As he speaks to Ilya Borisovich over the ’phone, Galatov mentions Chyornaya pantera (“The Black Panther”), a play:

 

Он был счастлив. Он выписал ещё пять экземпляров. Он был счастлив. Умалчивание объяснялось косностью, придирки -- недоброжелательством. Он был счастлив. Продолжение следует. И вот, как-то в воскресенье, позвонил Евфратский:
-- Угадайте,-- сказал он,-- кто хочет с вами говорить? Галатов! Да, он приехал на пару дней.
Зазвучал незнакомый, играющий, напористый, сладкоодуряющий голос. Условились.
-- Завтра в пять часов у меня. Жалко, что не сегодня. -- Не могу,-- отвечал играющий голос.-- Меня тащат на "Чёрную Пантеру". Я кстати давно не видался с Евгенией Дмитриевной...

 

He was happy. He purchased six more copies. He was happy. Silence was readily explained by inertia, detraction by enmity. He was happy. "To be continued." And then, one Sunday, came a telephone call from Euphratski: "Guess," he said, "who wants to speak to you? Galatov! Yes, he's in Berlin for a couple of days. I pass the receiver."
A voice never yet heard took over. A shimmering, urgeful, mellow, narcotic voice. A meeting was settled.
"Tomorrow at five at my place," said Ilya Borisovich, "what a pity you can't come tonight!"
"Very regrettable," rejoined the shimmering voice; "you see, I'm being dragged by friends to attend The Black Panther – terrible play – but it's such a long time since I've seen dear Elena Dmitrievna."

 

At the beginning of Ulysses Stephen Dedalus complains to Buck Mulligan that Haines was raving all night about a black panther:

 

– Tell me, Mulligan, Stephen said quietly.

– Yes, my love?

– How long is Haines going to stay in this tower?

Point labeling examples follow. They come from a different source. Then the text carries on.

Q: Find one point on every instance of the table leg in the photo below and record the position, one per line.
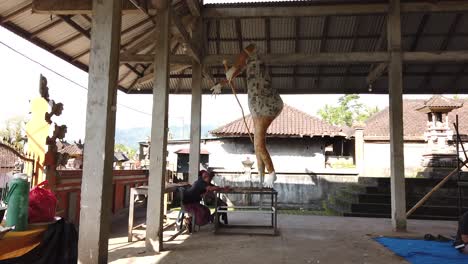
(276, 214)
(216, 212)
(131, 210)
(272, 207)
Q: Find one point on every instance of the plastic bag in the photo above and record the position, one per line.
(42, 204)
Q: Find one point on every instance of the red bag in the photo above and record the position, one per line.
(42, 204)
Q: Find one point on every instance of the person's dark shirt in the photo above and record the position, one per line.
(194, 193)
(462, 226)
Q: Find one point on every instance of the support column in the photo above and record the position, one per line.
(96, 194)
(195, 123)
(359, 148)
(395, 87)
(159, 129)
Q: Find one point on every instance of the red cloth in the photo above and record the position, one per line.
(42, 204)
(202, 213)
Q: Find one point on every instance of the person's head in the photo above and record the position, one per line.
(206, 176)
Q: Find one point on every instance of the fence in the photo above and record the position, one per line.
(68, 190)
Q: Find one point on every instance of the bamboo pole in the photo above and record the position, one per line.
(428, 195)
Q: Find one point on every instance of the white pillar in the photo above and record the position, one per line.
(195, 123)
(359, 149)
(395, 87)
(96, 191)
(159, 129)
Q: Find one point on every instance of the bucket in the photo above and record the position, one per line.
(17, 200)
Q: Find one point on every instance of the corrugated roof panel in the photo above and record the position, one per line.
(229, 47)
(463, 26)
(311, 26)
(60, 33)
(282, 28)
(81, 21)
(365, 44)
(430, 43)
(211, 27)
(304, 83)
(338, 45)
(211, 47)
(74, 48)
(458, 43)
(281, 70)
(29, 21)
(439, 23)
(371, 24)
(410, 23)
(253, 28)
(84, 59)
(282, 46)
(309, 46)
(227, 29)
(341, 26)
(307, 69)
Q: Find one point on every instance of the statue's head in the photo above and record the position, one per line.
(251, 49)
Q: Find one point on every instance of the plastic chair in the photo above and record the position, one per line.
(182, 212)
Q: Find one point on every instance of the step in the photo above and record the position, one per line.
(450, 211)
(419, 217)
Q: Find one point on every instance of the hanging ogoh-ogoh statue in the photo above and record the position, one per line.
(265, 105)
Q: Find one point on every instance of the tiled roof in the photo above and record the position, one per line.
(440, 102)
(290, 123)
(187, 151)
(414, 122)
(72, 149)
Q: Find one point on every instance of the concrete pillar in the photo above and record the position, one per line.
(195, 123)
(359, 148)
(395, 84)
(96, 191)
(159, 129)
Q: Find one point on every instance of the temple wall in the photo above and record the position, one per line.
(291, 155)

Buck Mulligan showed a shaven cheek over his right shoulder.

– God, isn’t he dreadful? he said frankly. A ponderous Saxon. He thinks you’re not a gentleman. God, these bloody English! Bursting with money and indigestion. Because he comes from Oxford. You know, Dedalus, you have the real Oxford manner. He can’t make you out. O, my name for you is the best: Kinch, the knifeblade.

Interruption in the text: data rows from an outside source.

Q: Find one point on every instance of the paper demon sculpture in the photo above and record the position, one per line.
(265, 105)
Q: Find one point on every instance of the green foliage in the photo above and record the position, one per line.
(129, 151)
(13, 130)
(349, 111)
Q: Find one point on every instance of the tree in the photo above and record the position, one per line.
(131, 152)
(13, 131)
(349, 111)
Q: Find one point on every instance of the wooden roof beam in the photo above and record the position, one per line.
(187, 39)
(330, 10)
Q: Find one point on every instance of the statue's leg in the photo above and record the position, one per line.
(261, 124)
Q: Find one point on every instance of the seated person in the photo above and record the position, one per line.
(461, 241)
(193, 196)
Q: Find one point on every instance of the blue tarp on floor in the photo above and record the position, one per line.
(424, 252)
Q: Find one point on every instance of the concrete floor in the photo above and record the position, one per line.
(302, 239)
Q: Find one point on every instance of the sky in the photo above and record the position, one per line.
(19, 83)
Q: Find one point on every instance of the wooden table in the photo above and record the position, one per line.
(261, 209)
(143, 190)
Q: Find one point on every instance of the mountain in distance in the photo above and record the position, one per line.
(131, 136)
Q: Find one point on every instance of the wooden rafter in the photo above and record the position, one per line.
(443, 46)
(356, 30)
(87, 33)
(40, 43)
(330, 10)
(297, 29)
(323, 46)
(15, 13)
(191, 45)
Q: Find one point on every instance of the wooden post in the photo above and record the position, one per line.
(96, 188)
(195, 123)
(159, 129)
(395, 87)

He shaved warily over his chin.

– He was raving all night about a black panther, Stephen said. Where is his guncase?

– A woful lunatic! Mulligan said. Were you in a funk?

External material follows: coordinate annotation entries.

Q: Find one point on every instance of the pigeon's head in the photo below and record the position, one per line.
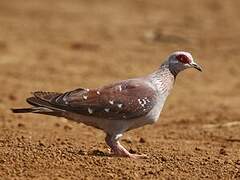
(181, 60)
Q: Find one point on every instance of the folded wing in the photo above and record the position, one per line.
(124, 100)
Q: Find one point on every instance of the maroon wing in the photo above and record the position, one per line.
(123, 100)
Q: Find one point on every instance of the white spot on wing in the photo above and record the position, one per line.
(120, 105)
(107, 109)
(90, 111)
(84, 97)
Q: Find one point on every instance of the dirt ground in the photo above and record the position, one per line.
(60, 45)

– I was, Stephen said with energy and growing fear. Out here in the dark with a man I don’t know raving and moaning to himself about shooting a black panther. You saved men from drowning. I’m not a hero, however. If he stays on here I am off. (Chapter 1)

 

In his review of Contemporary Notes, No. XXXIII, G. Ivanov affirms that Sirin wrote his Universitetskaya poema (“The University Poem,” 1927) in Oxford:

 

“Университетскую поэму” Вл. Сирина правильнее было бы назвать «гимназической». Такими вялыми ямбами, лишёнными всякого чувства стиха, на потеху одноклассников описываются в гимназиях экзамены и учителя. Делается это, нормально, не позже пятого класса. Сирин несколько опоздал, он написал свою поэму в Оксфорде.

 

VN’s story “Lips to Lips” is a satire on the editors of the Paris émigré review Chisla (“Numbers”), including G. Ivanov (a good poet, but a rude critic). Incidentally, in his essay V zashchitu Hodasevicha ("In Defense of Hodasevich," 1927) G. Ivanov energetically protests that Hodasevich was called by critics Arion emigratsii (the Arion of emigration):

 

Теперь: Арион эмиграции. Наш поэт после Блока. Наш певец...

«Арион эмиграции». О чем же поет этот «таинственный певец», суша «влажную ризу» на чужом солнце? Какую «радость» несет его песня?

 

Гляжу в окно — и презираю.

Гляжу в себя — презрен я сам...

 

...Так вьется по земле червяк,

Рассечен тяжкою лопатой.

 

Арион, таинственный пушкинский певец? Арион, душа пушкинской (вселенской) поэзии?